I am trying to use Certbot to allow for semi-automated certificate updates. I don't want fully-automated updates to avoid automatic certificate replacements that could interrupt business and ensure that a sentient administrator is available when the update is actually done to handle potentially negative consequences. Therefore I need to be able to find out if a certificate is due for renewal in a separate step from issuing the actual renewal.
How can I find out, quickly and without side-effects, if a named certificate managed by Certbot is due for renewal without triggering the renewal itself?
When I issue the renew command, the actual renewal is instantly triggered.
When I use the renew command with the --dry-run flag, the renewal is not triggered, but my authentication plugin is triggered whether the certificate is due or not because it is simulating the authentication. As I use DNS for authentication, actual updates are issued through dynamic DNS and apart of once again tempering with a live system when there might be no administrator on call, this also takes quite a long time on each check because of the slow update propagation speed that is expected of DNS.
As another option I could imagine using the renew command with the -a and the --dry-run flag to select some kind of no-op authentication plugin that doesn't mess with DNS and doesn't take multiple minutes before I get an answer. Sadly Certbot comes with a no-op installer plugin but not with a no-op authentication plugin. Developing such a no-op authentication plugin seems not to be trivial because the interface for authentication plugins seems to require actual Challenge and ChallengeResponse objects to be returned by the plugin of which I currently have insufficient knowledge.

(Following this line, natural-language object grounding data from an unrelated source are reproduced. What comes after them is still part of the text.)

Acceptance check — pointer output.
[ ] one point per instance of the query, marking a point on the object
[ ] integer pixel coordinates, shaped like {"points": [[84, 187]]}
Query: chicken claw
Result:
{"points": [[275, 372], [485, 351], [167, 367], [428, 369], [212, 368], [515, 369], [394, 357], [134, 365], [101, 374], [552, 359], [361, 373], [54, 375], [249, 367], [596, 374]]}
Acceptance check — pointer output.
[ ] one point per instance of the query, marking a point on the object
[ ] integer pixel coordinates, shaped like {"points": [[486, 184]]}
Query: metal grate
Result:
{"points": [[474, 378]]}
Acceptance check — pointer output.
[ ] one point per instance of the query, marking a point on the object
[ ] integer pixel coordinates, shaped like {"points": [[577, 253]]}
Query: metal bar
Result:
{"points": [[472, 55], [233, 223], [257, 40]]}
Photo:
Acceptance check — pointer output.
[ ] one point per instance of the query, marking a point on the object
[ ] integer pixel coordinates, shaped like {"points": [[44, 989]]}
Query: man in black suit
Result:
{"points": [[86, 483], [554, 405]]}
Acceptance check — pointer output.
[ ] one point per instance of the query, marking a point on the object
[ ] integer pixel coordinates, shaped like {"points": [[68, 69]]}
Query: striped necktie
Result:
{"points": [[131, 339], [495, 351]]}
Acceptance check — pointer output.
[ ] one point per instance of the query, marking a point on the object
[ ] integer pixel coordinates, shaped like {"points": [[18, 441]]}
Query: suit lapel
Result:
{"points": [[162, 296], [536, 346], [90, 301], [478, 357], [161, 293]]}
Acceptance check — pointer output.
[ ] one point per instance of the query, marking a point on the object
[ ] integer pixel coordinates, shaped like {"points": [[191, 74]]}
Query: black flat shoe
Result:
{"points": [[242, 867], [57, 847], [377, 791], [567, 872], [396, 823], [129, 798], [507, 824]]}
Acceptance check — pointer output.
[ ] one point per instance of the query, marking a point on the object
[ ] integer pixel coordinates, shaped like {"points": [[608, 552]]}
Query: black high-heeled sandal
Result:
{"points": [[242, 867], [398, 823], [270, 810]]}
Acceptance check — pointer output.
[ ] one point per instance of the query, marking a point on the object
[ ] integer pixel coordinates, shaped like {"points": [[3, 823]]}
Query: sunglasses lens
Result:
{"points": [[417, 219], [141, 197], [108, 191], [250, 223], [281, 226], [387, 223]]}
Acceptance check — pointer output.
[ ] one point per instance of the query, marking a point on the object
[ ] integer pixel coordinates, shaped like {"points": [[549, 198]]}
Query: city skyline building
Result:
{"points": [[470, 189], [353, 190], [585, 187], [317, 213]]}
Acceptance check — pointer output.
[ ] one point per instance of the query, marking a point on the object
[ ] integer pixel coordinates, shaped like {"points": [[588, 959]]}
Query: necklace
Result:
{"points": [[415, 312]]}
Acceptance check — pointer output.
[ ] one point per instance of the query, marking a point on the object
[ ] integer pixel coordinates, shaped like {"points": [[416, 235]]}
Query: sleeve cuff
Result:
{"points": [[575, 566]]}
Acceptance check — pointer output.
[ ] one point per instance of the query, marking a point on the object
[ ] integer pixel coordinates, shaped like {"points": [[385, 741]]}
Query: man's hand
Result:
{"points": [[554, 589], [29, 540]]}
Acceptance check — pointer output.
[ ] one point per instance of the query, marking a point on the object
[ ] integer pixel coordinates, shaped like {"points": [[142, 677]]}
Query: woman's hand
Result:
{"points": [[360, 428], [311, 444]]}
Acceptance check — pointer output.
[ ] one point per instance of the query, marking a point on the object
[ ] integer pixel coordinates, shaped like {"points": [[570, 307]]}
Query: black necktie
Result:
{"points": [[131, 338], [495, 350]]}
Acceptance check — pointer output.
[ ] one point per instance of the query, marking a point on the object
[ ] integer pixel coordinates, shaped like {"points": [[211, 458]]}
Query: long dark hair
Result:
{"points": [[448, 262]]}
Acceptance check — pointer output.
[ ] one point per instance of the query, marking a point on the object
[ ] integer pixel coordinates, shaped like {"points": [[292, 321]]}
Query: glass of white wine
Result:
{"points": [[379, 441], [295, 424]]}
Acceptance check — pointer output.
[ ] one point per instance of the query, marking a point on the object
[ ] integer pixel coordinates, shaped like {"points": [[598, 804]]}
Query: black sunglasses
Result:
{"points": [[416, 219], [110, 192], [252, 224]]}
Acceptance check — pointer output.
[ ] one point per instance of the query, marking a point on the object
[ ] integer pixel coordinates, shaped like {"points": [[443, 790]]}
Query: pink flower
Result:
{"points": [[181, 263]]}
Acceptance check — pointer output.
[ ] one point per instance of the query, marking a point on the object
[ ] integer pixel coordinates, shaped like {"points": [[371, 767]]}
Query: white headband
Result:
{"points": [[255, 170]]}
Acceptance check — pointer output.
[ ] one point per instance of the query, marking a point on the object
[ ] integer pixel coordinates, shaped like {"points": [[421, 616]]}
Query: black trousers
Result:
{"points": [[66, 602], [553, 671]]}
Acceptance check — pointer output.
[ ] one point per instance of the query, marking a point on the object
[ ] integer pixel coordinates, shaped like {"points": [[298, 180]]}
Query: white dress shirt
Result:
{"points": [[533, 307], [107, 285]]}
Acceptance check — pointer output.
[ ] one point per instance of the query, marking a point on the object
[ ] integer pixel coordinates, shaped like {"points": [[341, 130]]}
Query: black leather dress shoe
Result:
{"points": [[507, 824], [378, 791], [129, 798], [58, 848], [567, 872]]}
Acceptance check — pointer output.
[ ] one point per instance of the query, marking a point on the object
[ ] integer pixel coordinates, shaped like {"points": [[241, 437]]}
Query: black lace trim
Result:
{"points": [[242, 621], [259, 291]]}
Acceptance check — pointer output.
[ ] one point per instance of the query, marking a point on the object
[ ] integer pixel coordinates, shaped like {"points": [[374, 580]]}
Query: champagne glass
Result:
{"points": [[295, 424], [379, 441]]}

Are there other ways I missed that could solve my problem? Or is there maybe a no-op authentication plugin available somewhere?
certbot will renew a certificate if autorenew is enabled in configuration and the cert is revoked, or a certain number of days from expiring. Default 30 days.
Any other certificate monitoring script can also parse revoked and notAfter.
Your attempt at getting certbot to not do its thing seems like a lot of work for little benefit. How else are you going to know if plugins work before doing it for real, if they are never executed?
Consider building your confidence in automation in steps.
Throughout, you will have the previous certificates saved locally by certbot. Plus the serial numbers saved to public certificate transparency logs.
An advantage to Let's Encrypt is a CA already trusted by many TLS clients. During renew, the subject and the root do not change, only the keys. Making renew a routine operation easy to automate. Unless you do something exotic you have not described, like key pinning, but that is uncommon.